Ye Ming maudit intérieurement. Ce Fan Xiguang était sans honte. Capturer vivant un roi ? Même lui n’en était pas capable ! Mais sachant que c’était un piège, il répondit simplement : « Bien reçu ! »
Ye Ming quitta la tente sous les regards, mais Fan Xiguang ne le lâchait pas du regard : « Yingwei, surveille-le. S’il tente de fuir, tue-le sur-le-champ ! »
« Oui. » répondit une voix grave, invisible.
De retour à son camp, Ye Ming ne mentionna pas l’ordre de Fan Xiguang. Au contraire, il sortit abondamment vin et viande pour son unité. La dernière bataille avait coûté la vie à plus d’un millier de Soldats Esprit Géant, et blessé plus d’un millier d’autres, nécessitant un temps de repos.
La nuit tombée, Ye Ming confia à Meng He en secret : « Meng He, je te confie pleinement le commandement des chefs de guerre. Les provisions sont dans la Bague de stockage, tu peux les utiliser à ta guise. »
« Seigneur, pourquoi ? » s’étonna Meng He.
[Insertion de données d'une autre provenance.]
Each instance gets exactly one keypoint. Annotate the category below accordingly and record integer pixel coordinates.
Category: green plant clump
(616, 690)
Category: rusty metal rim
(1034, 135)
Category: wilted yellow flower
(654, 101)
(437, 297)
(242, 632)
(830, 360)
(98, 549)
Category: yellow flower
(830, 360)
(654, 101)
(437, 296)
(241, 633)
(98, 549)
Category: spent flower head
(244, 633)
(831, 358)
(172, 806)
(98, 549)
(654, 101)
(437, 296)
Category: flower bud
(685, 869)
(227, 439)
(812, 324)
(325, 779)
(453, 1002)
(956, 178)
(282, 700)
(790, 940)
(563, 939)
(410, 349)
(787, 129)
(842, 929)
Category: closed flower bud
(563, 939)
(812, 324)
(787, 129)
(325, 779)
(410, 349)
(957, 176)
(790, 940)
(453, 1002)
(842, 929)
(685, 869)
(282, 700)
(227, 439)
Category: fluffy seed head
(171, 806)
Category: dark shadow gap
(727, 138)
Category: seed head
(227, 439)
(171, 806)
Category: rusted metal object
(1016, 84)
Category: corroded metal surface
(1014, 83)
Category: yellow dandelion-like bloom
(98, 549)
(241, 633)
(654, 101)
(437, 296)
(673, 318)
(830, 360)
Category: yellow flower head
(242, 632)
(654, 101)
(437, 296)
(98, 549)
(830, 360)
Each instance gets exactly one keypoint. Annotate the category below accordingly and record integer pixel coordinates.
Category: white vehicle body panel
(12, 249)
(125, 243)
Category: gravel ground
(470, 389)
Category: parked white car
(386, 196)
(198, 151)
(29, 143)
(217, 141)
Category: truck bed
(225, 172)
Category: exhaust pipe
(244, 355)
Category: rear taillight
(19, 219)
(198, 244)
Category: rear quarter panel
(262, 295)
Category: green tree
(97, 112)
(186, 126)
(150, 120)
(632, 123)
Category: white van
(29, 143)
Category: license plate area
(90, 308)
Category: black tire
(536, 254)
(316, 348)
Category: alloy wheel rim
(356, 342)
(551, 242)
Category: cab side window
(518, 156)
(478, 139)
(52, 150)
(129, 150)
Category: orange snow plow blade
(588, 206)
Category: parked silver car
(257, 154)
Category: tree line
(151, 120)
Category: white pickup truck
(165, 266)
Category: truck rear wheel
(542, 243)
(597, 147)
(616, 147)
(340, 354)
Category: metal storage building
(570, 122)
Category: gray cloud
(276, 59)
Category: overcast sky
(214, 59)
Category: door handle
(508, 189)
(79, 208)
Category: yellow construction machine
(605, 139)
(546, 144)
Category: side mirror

« Ce Fan Xiguang me veut mort. Il ne sera jamais satisfait tant que je vivrai. Ce soir, je feindrai une incursion dans le Royaume de Wuyang. Vous ferez alors circuler la rumeur que je suis mort là-bas. »
« Seigneur, veux-tu dire que tu ne veux plus de nous ? » demanda Meng He, abasourdi.
« Pas du tout. Dans un proche avenir je te recontacterai via une autre identité. Si vous voulez toujours me suivre, je vous offrirai un avenir meilleur. »
« Seigneur, soyez assuré. Nous sommes vos hommes dans la vie comme dans la mort, loyaux et fidèles, jamais nous ne vous trahirons ! »
« Vous êtes libres de choisir, mais pour l’instant, seul toi connais ce secret. Ne le dis à personne. »
« Je comprends. » répondit Meng He, un brin triste. « Quand reverrons-nous le seigneur ? »
« Ce ne sera pas long. Tant que vous vivrez, nous nous reverrons. »
Sur ces mots, Ye Ming se leva et quitta le camp pour rejoindre les murailles. En vérité, il aurait aimé progresser dans l’armée, mais la réalité lui montrait que ce chemin était fermé. Dans l’armée, le talent ne suffisait pas. S’il restait, Fan Xiguang finirait par le tuer. Il préférait donc abandonner temporairement son identité de Ji Wujiu, redevenir Ye Ming, et agir selon sa volonté.
Il avait aussi d’autres raisons : dans l’armée, il était trop contraint et ses gains limités. Libre, il aurait plus de marge de manœuvre. De plus, les ordres de l’Armée des fantômes célestes lui permettaient, en cas de menace vitale, d’abandonner son statut militaire pour agir librement. Mais pour l’instant, il n’avait pas reçu d’instructions précises.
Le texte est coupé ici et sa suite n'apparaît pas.